Sin dinero para costear sesiones de terapia, encontró en Internet su forma de empezar a sanar. “Veía videos en YouTube para entender de dónde vienen las heridas y cómo sanarlas. Todo me llevaba al perdón. Y yo decía: ‘La verdad es que no quiero perdonarlos y después sentarme al lado de ellos como si nada’. Hasta que entendí que el perdón no es eso, que hay muchas maneras de perdonar”, dice. La que encontró ella fue escribir cartas de liberación. “Les escribí a cada uno como si les estuviera hablando. ‘Papi, querido: Todo lo que hiciste me dolió, pero te suelto’, le decía. Lo mismo con mi mamá, con mi abuela. Después las quemé en el fuego”, cuenta.
Aunque ahora no tiene relación con sus padres, hace dos años, su papá le tocó el timbre y, como pudo, le ofreció unas disculpas por las situaciones a las que la expuso. “Yo te quiero pedir perdón por todo lo que te hice, por todo lo que pasaste”, le dijo mientras lloraba “como un nene”. Para ella fue un buen gesto y así lo recibió. “Me gustó recibir perdón de su parte”, asegura.

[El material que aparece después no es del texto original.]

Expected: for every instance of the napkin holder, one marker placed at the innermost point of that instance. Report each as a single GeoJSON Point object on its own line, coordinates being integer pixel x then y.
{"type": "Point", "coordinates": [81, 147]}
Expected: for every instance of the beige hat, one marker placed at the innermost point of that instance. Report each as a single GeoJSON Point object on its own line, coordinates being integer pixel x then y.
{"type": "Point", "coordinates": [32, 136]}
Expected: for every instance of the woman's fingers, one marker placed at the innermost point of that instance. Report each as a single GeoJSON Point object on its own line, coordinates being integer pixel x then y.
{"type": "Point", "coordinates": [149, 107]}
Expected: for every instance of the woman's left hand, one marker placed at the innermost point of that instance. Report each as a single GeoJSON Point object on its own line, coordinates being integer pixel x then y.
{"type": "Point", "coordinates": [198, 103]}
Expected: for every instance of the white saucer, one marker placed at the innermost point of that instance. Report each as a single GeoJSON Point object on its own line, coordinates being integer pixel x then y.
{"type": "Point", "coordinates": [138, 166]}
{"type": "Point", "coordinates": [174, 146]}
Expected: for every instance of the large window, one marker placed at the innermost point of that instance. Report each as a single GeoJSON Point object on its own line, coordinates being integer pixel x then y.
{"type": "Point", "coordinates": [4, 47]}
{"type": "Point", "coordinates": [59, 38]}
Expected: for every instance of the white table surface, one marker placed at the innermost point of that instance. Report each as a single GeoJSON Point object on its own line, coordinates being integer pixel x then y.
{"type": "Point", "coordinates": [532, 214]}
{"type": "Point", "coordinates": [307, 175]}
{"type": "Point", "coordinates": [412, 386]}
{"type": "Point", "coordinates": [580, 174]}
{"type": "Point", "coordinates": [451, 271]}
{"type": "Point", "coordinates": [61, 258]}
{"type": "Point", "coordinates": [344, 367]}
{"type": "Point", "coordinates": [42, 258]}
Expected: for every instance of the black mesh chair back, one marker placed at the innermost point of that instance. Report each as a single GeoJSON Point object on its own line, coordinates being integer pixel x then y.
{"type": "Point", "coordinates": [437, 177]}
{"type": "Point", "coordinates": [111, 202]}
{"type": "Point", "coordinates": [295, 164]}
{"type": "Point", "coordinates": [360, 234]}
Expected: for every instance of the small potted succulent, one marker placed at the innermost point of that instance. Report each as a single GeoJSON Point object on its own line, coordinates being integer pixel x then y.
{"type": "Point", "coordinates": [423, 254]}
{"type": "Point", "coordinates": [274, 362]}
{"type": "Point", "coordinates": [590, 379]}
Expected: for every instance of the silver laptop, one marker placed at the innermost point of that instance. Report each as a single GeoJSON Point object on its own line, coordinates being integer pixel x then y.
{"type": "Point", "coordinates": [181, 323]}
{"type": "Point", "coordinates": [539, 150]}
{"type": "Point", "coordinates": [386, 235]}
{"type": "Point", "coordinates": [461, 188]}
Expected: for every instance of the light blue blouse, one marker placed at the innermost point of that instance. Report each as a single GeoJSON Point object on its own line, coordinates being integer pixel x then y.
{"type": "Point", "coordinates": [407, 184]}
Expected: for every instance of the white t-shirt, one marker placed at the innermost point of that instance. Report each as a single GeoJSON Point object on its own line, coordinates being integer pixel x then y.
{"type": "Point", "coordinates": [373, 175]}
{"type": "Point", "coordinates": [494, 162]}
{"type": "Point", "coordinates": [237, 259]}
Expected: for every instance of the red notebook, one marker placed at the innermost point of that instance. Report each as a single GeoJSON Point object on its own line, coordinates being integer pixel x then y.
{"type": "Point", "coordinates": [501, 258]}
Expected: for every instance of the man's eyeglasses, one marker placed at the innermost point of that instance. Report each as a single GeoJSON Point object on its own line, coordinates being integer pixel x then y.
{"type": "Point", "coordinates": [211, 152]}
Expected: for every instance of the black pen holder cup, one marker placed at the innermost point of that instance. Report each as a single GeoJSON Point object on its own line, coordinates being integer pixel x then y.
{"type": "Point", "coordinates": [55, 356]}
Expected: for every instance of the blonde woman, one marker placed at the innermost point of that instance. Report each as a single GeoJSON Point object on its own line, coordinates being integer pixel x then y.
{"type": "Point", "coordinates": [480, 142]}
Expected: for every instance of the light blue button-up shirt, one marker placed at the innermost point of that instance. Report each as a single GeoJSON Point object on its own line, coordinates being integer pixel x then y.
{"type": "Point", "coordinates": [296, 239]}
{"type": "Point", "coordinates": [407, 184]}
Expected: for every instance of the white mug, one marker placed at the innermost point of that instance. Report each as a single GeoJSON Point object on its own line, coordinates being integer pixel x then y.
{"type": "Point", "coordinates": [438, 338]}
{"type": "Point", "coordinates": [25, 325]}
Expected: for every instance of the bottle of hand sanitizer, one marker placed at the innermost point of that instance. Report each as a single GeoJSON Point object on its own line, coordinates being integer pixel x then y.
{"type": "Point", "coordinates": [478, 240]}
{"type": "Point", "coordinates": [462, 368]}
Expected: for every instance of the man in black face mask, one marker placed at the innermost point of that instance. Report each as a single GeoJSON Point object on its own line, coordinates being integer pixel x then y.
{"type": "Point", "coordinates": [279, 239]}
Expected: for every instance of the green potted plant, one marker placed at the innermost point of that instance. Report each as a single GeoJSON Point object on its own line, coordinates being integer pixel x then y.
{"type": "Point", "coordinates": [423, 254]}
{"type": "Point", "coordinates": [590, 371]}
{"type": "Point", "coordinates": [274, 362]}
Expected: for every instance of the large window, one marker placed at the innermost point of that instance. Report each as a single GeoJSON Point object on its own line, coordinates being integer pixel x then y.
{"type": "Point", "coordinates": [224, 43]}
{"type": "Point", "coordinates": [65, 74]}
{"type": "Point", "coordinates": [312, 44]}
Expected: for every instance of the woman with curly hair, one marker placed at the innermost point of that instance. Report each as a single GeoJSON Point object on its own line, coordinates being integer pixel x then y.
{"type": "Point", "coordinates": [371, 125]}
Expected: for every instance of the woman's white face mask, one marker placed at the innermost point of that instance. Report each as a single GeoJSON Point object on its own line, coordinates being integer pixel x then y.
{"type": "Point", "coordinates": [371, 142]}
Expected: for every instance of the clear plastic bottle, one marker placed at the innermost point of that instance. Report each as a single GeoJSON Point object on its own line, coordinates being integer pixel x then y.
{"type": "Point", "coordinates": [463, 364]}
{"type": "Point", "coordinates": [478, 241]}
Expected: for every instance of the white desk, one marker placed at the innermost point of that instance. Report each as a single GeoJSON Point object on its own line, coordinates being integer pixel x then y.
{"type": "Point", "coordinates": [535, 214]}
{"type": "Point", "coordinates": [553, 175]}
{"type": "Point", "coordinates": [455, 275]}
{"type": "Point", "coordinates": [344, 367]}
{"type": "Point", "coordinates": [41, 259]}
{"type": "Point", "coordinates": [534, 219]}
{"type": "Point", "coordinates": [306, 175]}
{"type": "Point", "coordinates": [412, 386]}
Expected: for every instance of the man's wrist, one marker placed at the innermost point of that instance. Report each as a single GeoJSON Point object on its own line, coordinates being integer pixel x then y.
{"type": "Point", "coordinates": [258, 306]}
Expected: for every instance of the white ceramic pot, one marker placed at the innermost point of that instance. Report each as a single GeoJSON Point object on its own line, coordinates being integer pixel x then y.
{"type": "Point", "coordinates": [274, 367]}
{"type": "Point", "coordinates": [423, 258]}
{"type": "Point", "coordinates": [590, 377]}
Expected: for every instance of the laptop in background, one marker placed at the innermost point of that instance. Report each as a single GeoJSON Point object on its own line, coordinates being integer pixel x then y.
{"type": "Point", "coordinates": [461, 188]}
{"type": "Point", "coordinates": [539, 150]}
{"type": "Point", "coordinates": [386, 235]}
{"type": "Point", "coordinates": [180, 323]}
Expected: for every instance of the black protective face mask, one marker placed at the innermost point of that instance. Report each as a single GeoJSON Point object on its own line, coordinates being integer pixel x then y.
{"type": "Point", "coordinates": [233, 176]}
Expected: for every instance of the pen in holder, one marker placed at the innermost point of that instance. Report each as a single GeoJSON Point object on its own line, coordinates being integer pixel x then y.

“Por el entorno en el que crecí podría haber terminado robando o en la droga. Pero elegí ser distinta”, dice Karen
Hoy, Karen se dedica a ser mentora de mujeres. “Para eso primero tuve que sanar yo. Estudié formación de alto impacto, coaching y realicé varios cursos de psicoterapia. Mi hambre por ayudar era mucho. ¿Qué hago? Acompaño a mujeres que atraviesan duelos, desamores, que se sienten en piloto automático. Yo pasé por ese proceso y sé lo que se siente estar ahí. La raíz siempre es tu historia: tu infancia, tus traumas, tus heridas pasadas. Hacer esa introspección es lo que permite sanar y pasar a otra etapa”, explica.
“Yo soñaba con ser una mujer que pudiera enfocarse en ella misma, que pudiera decir que no sin sentir culpa. Hoy sé decir ‘Hasta acá’, sé lo que quiero y lo que no quiero. Hoy puedo hablar, expresarme, decir lo que siento. Lógicamente, me faltan un montón de cosas por aprender, pero lo principal, que era convertirme en la mujer de mis sueños, ya lo alcancé”, se despide Karen, con la convicción de quien convirtió la herida en un motor para seguir adelante.